Our risk minimisation efforts begin at the company level where we look to a range of factors, critical to this process is the elimination typically of companies with high debt levels or complex financial structures. When constructing a portfolio, achieving diversification across companies, business models, investment themes, and industries is an important consideration. Unless requested by a client, no one security will exceed 10% and no one industry sector will exceed 25% of the portfolio’s value. Market timing is not utilised, with portfolio turnover generally less than 25% per annum

Tax effective investment management can produce significant increases in real returns.  Although the benefit of tax effective investment strategies will vary depending on the individual investor and their overall tax situation, academic studies estimate that investment management using a tax effective investment approach may add up to 2% per annum to real returns.

Even for those in a low or tax exempt environment, adopting a tax effective investment strategy has considerable benefits due to Australia’s dividend imputation system and the ability to enhance returns through franking credits.

PPM employs a variety of measures to help maximize after-tax returns and we are mindful of the tax position of the ultimate beneficiaries of the portfolios we manage. Our long-term approach means fewer tax events. Capital gains concessions can be fully franked dividends over other forms of returns which can create powerful tax benefits. This approach can have the effect of enhancing investors’ real returns.
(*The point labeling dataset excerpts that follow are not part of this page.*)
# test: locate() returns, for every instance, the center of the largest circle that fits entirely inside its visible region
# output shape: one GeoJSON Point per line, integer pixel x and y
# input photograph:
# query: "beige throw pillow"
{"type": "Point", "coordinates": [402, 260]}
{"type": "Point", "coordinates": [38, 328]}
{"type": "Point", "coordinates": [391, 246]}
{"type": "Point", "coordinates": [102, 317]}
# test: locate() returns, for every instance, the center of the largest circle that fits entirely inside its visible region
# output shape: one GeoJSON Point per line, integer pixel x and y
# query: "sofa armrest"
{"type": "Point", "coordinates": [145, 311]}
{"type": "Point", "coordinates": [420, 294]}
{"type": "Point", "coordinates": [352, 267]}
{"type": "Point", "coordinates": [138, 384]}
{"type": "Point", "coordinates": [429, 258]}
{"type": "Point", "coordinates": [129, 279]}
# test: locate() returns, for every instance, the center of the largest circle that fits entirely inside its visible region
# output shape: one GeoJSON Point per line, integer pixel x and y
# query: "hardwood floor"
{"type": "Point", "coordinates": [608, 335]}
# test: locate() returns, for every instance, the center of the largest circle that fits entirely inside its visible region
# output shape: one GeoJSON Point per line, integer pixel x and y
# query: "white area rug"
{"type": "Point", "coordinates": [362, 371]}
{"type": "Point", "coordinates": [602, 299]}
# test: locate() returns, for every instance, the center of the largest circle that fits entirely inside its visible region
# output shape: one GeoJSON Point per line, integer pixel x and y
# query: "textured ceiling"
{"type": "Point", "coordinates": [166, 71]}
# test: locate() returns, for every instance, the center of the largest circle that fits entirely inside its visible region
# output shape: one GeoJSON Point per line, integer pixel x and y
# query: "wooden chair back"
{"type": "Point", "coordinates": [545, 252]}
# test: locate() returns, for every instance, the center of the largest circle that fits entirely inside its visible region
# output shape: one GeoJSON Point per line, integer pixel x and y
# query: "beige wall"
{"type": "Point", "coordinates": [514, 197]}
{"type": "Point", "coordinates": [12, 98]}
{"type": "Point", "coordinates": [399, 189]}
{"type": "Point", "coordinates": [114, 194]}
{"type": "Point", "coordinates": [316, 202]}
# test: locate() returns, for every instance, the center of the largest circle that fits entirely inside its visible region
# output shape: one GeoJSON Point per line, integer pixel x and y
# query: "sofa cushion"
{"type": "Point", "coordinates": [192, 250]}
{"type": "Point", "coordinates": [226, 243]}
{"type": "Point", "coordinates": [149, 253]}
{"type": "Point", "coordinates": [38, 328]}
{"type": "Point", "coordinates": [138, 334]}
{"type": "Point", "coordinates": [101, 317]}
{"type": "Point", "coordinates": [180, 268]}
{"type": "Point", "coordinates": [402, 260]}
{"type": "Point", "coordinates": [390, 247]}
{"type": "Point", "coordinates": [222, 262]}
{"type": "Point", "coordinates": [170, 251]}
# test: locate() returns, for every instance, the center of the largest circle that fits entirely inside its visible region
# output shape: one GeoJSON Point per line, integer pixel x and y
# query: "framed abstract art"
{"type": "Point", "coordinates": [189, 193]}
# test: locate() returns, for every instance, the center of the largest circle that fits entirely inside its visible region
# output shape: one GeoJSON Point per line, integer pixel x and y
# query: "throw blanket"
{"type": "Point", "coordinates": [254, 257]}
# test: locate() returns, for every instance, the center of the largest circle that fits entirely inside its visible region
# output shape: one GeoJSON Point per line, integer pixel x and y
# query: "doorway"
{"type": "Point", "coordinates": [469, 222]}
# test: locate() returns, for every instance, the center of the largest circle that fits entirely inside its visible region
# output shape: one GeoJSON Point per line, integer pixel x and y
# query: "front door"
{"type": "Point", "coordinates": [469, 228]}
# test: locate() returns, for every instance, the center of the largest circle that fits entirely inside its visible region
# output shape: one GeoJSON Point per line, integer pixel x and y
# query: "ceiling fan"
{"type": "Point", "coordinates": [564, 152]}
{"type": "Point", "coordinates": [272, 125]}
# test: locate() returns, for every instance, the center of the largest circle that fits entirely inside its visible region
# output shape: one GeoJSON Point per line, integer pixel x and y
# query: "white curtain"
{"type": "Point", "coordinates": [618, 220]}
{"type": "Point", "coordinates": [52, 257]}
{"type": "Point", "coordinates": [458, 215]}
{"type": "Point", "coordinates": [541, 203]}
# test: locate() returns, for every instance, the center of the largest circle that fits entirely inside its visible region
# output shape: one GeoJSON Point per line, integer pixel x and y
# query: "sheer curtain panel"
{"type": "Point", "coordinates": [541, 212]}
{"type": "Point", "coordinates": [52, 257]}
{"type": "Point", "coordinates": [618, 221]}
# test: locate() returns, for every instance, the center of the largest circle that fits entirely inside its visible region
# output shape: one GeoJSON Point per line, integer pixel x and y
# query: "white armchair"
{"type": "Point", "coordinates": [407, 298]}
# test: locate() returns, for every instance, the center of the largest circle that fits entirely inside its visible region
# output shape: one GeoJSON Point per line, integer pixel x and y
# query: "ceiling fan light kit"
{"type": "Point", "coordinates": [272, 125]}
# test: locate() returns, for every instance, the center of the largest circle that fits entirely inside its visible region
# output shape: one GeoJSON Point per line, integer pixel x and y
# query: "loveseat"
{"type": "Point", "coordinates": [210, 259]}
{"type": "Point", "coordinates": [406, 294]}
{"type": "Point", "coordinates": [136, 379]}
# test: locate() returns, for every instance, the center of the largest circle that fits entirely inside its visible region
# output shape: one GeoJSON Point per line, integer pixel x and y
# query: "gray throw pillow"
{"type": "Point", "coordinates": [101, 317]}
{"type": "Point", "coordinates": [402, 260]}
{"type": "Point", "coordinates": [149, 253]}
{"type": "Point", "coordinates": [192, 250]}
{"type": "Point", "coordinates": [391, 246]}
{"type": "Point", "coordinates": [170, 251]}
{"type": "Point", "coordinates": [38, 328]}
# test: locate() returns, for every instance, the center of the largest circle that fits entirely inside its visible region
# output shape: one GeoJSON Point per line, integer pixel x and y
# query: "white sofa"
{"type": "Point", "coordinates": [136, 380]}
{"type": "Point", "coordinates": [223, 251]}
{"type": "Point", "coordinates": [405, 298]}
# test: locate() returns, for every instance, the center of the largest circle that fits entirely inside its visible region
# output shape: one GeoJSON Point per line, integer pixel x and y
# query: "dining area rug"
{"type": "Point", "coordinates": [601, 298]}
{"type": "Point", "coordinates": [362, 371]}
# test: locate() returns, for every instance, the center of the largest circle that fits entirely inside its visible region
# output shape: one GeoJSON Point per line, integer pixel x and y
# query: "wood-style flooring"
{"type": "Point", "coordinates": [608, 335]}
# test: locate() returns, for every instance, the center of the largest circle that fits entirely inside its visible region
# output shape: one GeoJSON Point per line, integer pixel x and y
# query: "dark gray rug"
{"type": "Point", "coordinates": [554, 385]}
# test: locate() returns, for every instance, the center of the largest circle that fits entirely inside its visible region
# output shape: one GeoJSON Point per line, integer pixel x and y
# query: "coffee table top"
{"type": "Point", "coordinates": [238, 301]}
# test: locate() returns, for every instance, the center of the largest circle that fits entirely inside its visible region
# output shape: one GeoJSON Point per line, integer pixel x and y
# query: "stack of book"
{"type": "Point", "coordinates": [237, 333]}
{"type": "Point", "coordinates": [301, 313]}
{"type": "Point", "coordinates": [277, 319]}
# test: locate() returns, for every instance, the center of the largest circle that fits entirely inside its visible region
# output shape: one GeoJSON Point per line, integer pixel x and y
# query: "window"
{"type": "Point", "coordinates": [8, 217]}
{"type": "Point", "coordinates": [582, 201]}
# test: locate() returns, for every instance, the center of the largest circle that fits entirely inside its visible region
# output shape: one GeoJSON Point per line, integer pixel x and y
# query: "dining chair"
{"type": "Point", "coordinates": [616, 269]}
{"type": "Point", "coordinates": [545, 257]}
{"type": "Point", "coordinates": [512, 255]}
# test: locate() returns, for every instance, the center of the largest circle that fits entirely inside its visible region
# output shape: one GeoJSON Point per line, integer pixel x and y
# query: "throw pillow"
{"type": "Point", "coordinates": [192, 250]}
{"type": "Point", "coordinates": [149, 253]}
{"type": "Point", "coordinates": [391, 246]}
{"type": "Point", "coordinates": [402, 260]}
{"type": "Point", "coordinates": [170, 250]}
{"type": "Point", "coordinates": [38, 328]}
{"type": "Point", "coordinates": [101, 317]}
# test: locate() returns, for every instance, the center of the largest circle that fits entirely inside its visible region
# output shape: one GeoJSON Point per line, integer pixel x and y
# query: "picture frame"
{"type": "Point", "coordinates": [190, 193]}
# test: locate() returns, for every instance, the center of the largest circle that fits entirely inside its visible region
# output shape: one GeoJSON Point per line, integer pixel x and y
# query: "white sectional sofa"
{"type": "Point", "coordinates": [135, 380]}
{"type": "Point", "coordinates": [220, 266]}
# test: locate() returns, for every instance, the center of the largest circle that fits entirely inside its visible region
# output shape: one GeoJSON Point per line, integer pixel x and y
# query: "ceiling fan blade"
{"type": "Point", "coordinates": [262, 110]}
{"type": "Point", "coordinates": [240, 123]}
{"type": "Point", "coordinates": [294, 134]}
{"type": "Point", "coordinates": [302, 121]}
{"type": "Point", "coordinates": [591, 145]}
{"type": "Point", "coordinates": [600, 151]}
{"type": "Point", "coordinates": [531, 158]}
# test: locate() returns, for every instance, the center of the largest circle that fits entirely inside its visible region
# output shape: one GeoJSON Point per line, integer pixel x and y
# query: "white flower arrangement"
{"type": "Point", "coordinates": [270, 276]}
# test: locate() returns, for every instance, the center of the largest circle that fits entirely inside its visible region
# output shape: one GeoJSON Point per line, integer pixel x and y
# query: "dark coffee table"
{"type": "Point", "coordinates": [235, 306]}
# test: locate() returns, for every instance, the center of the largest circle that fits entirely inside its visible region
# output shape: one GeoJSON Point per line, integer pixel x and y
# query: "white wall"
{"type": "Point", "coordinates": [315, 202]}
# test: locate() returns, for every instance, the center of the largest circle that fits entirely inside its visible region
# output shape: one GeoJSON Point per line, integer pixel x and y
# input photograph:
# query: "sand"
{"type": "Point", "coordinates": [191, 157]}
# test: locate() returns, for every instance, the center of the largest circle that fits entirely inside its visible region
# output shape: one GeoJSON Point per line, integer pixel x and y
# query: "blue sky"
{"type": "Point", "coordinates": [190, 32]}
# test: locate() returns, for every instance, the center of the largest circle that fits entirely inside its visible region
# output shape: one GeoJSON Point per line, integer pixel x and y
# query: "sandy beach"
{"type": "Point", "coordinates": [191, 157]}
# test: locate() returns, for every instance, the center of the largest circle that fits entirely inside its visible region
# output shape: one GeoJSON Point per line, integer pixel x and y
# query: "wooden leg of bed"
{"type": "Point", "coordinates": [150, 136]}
Specifically, our approach to after tax investment management incorporates a variety of elements to help create tax effective investment portfolios, these include:

  • Minimising transactions that result in the creation of tax events
  • Adopting a long term investment approach conscious of capital gains implications
  • Considering the implications of franking credits
  • Considering the tax implications of corporate actions

PPM’s individually managed account (IMA) structure offers a distinct advantage in producing tax effective investment returns over pooled investment vehicles such as managed funds. Managed funds ‘pool’ investors with different tax status and strategies together. This makes tax effective investment management impossible because they require adopting one tax strategy across all investors, which can create tax advantages for some investors,  it can create disadvantages for others due to differences in tax situations of the individual investors. However, under the IMA structure, each investor has a separate portfolio that can be managed in accordance with each client’s individual tax status and to suit their individual tax requirements.

It is important to note that PPM does not provide tax advice however we work closely with each clients accountant/financial advisor.

The investment in fads and noise that characterise the market are driven by sentiment which is not predictable. Having the discipline to ignore the market’s changeable sentiment has allowed us to avoid the pitfalls and deliver attractive returns over long periods of time. Therefore, our focus is wholly on investing in quality companies that operate in attractive environments.